Millions of workers, labourers and vendors are facing economic extinction. Their shops are being ransacked by the police, daily-wage labourers are not being paid and migrant workers in the absence of any state-organized transport system are having to walk hundreds of kilometres to their homes while some are dying before completing those journeys. At the time of writing, deaths of 22 migrant workers have been reported. To top that off, news has spread that a group of migrant workers reaching Uttar Pradesh have been bleached by governmental authorities for them to be disinfected. It reveals the classic dystopian dictum of the state sanitizing the poor to save the rich. Sometimes this sanitization means outright annihilation.

The construction of a wall around poor settlements in Ahmedabad, is a manifestation of removing the poor from public vision, as visualized in the Netflix series Leila. The ghettoization and extinction of the poor to remove them from public spaces is a recurrent theme in dystopian literature. This immense inaction makes one think, of the possibility of the state, deliberately leaving people to die. The removal of the ‘different’, marginalized is the first step towards creating a human monoculture, which is the building block of any dystopia. The state knows that it cannot control the virus but can always regulate exposure to it. There is a triangle of dystopian strategies working here, a sophisticated network of ‘perfectly planned and beneficial, perfectly planned and unjust and perfectly unplanned’. All kinds of movement in public spaces are being regulated in a planned manner, food rations are planned to be unjust and the exodus of the migrant workers are left to be carefully unplanned. The attempted human monoculture makes everyone replaceable. We will all be Wilsons. The severely optimistic notion that crisis brings us together does not work in real life. The only thing that unites us right now is ‘planned’ hopelessness with a predictable sense of renouncing control.

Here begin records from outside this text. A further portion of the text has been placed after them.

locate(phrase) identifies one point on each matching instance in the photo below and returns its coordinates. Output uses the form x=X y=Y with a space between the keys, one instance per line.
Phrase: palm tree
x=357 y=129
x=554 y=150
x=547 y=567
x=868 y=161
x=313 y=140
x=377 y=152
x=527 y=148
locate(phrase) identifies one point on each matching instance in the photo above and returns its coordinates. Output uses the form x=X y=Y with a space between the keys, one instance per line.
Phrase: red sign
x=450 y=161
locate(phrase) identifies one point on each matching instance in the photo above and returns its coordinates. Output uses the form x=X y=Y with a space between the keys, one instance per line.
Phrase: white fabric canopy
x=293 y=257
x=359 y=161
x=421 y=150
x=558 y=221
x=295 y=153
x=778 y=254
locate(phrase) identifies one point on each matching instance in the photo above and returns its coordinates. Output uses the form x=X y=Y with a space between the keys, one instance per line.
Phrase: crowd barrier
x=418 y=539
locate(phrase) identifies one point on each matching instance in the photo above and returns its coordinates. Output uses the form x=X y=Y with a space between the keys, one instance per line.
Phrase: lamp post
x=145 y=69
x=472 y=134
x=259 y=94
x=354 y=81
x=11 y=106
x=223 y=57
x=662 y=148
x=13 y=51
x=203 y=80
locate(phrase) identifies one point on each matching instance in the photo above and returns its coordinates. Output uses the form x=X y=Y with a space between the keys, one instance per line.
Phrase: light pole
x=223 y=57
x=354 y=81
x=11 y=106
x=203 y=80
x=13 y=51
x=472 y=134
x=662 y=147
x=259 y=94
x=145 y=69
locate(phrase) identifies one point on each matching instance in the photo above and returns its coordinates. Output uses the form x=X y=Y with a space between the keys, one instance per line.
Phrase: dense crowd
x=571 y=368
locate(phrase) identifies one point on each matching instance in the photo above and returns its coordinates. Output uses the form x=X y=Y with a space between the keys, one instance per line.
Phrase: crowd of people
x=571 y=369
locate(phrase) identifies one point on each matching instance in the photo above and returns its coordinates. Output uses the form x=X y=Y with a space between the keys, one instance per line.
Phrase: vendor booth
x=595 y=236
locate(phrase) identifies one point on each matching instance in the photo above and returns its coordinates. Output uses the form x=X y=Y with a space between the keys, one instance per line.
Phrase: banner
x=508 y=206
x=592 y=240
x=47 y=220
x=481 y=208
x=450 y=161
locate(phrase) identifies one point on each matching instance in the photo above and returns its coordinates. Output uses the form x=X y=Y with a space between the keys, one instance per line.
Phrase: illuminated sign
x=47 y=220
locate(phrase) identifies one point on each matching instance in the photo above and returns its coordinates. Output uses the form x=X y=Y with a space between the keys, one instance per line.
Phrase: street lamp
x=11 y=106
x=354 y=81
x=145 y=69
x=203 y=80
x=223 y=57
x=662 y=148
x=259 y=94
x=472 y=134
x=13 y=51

This is the time, when the state is on the brink of turning authoritarian. Therein lies the danger of utilitarianism, that democracy is seen as means to an end and can be done away with when the need arrives. Hungary has already seen the world’s first ‘corona dictatorship’. Every person endorsing the ‘shoot at sight’ method for people violating the lockdown is signing a warrant for authoritarianism on the state’s behalf. The sinister way in which state has perfected order is scary. Covid-19 was a threat since February, yet the government started acting only in mid-March. This shows one important thing, that the state decides when it is dangerous enough, and when it can do away with democracy. Moreover, the state decides who are ‘dangerous’. The poor are dangerous, the NRIs returning from severely affected countries are not. Everyone must save themselves but the jailed and the poor in the detention centres can be left to die.

The biggest dystopian feature about this pandemic is the impossibility of morality as proposed by John Danaher. If people don’t practice social distancing, the pandemic is likely to spread causing a significant number of deaths and if people stay at home, many will die of hunger. There is no indication as to how one weighs the trade-off of lives. The lack of medical infrastructure prompts similar moral conflicts. Who do you provide treatment when there is a lack of equipment? As a final edifice of ignorance, I will refer to the statement of Dr David Nabarro, WHO’s special envoy on this pandemic, who commented the following on the Indian lockdown:

“I think it is courageous of the government, honestly, to take this step and provoke this enormous public debate and let the frustration come out, to accept that there will be hundreds of millions of people whose lives are being disrupted. For poor people on daily wages, this is a massive sacrifice they are making.”

We live in a world where a scarcity of life-and-death choices for the poor is lauded and patronized as a voluntary sacrifice. Dystopia is real and it is here to stay. It is no longer a point of culmination in the future but the perpetuation of a disastrous present.